German Breyd absolvierte seine Ausbildung von 2012 bis 2014 am Regionalen Zahntechnischen College in Ramenskoye/Russland. Seine berufliche Laufbahn begann 2015 als Assistent im privaten Dentallabor „Gulliver“, das Teil des Kliniknetzwerks „PreziDent“ ist. Von 2019 bis 2020 arbeitete er im Labor „DentService-M“ als Zahntechniker für festsitzende Konstruktionen. Von 2020 bis 2021 war er leitender Zahntechniker an der städtischen Zahnklinik in Schukowski, organisierte die klinisch-laborbezogenen Prozesse und leitete das Zahntechniker-Team.
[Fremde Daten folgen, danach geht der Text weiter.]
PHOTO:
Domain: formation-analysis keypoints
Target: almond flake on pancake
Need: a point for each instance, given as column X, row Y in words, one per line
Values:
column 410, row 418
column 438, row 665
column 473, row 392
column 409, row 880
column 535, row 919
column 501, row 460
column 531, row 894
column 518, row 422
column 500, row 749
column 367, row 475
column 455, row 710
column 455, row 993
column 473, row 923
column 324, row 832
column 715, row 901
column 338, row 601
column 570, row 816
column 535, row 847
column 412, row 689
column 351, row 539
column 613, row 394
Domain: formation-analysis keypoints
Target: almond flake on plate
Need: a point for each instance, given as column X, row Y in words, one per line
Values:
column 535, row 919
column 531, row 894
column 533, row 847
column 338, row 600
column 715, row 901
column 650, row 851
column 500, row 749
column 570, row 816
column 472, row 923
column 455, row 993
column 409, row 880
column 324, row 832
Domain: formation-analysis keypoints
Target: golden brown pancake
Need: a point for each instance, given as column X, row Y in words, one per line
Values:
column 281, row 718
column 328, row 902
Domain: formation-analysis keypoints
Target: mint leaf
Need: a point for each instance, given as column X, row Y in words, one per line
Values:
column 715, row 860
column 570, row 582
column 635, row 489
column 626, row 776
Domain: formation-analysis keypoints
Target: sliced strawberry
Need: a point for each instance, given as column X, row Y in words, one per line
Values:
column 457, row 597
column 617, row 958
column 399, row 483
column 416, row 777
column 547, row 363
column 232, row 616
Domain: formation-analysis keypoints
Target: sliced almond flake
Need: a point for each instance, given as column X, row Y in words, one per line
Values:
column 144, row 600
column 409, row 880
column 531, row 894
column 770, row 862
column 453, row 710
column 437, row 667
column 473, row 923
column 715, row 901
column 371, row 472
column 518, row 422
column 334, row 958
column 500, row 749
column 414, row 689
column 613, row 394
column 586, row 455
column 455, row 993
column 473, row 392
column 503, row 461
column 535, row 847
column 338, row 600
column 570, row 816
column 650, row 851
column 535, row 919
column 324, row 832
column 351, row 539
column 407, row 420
Seit 2021 war er als leitender Techniker im Dentallabor „DS-Lab“ tätig und wurde Mitgründer des Labors, als er es unter dem neuen Namen „Art-Cluster“ rebrandete. Er entwickelt den Bereich 3D-Druck weiter und arbeitet mit renommierten Marken wie Sagemax und Smola zusammen, für die er als Markenbotschafter tätig ist und komplexe Projekte umsetzt. German Breyd absolviert laufend spezialisierte Kurse, um sich beruflich weiterzubilden.